Me acababa de adjudicar un chalet adosado en una subasta celebrada en Logroño y, ya que estaba allí decidí no esperar a haber rematado, sino visitar directamente al demandado para ver si podíamos cooperar o, al menos, ver de qué pie cojeaba. Y vaya si lo vi.
Antes de llamar a la puerta moví una mano arriba y abajo por la jamba de la puerta. estaba tan pegajosa que bastaba con tocarla para sentir la necesidad de darse una ducha. Me abrió la puerta un hombre grande, casi gigantesco , aunque no medía más allá de dos metros ni era mucho más ancho que un camión de cerveza.
Cuando le dije que acababa de comprar su casa en una subasta judicial su rostro adquirió la expresión de alguien que se acaba de tragar una avispa. Tanto, que le costó un montón de trabajo recobrar la serenidad y, cuando por fin la recobró, me hizo pasar al recibidor y, cerrando tras de mí la puerta de entrada y colocándose entre esta y yo me dijo:
¿Y qué le parecería a usted que ahora me liara a hostias y luego le tirara por la ventana?

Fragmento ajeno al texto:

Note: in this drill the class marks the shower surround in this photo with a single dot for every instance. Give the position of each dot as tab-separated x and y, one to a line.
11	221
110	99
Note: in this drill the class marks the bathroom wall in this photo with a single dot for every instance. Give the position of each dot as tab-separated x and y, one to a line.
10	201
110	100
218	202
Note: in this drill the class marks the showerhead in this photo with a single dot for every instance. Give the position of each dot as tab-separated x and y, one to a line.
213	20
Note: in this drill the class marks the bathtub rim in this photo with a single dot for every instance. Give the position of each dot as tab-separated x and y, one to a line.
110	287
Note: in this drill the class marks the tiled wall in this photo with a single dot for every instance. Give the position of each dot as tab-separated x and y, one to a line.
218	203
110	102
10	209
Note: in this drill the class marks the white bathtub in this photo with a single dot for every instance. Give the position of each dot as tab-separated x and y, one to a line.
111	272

Uff, solo transcurrieron quince segundos de pánico, los suficientes para que la boca se me secara, la respiración se cortara y los testículos se me comprimieran hasta meterse en el cuerpo. No voy ahora a hacerme el valiente y a imaginarme una respuesta rotunda porque la verdad es que ni recuerdo lo que le dije. El caso es que de alguna manera conseguí apaciguar a la fiera y salir entero de allí.
También recuerdo, como si hubiera sido ayer, que cuando bajaba las escaleras del adosado observé que en la casa vecina había un visillo corrido hacia un lado y que una cara alargada, muy cerca del cristal, miraba en mi dirección con evidente interés: el rostro de una anciana de cabellos blancos y mirada astuta. Me alegró un montón ver que no estaba solo y la saludé con simpatía pues estas vecinas entrometidas son las mejores amigas del subastero preguntón.

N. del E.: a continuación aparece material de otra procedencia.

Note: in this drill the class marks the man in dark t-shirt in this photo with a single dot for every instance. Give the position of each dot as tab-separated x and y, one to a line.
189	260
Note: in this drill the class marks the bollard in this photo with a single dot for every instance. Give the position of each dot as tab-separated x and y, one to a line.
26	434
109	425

Naturalmente una historia así solo puede acabar con el Lanzamiento, que se produjo unos cuatro meses después y en el que el amenazante matón dio la nota poniéndose de rodillas para suplicarme, delante de no menos de ocho personas, que le dejara quedarse unos días más. Por lo visto no era tan matón, sino un pobre de espíritu, con clarísimos problemas psicológicos, incapaz de controlarse ante la contrariedad. Suplicó y lloró y le dieron varios ataques de nervios. Incluso tuvo la genial idea de llamar a un tío suyo que era coronel de la Guardia Civil y me puso al teléfono para ver si el pariente me convencía. ¡Medallas a mí!
Lo que no sabían es que Tristán es muy dialogante al principio del proceso y duro como el granito en los lanzamientos. Solo faltaría.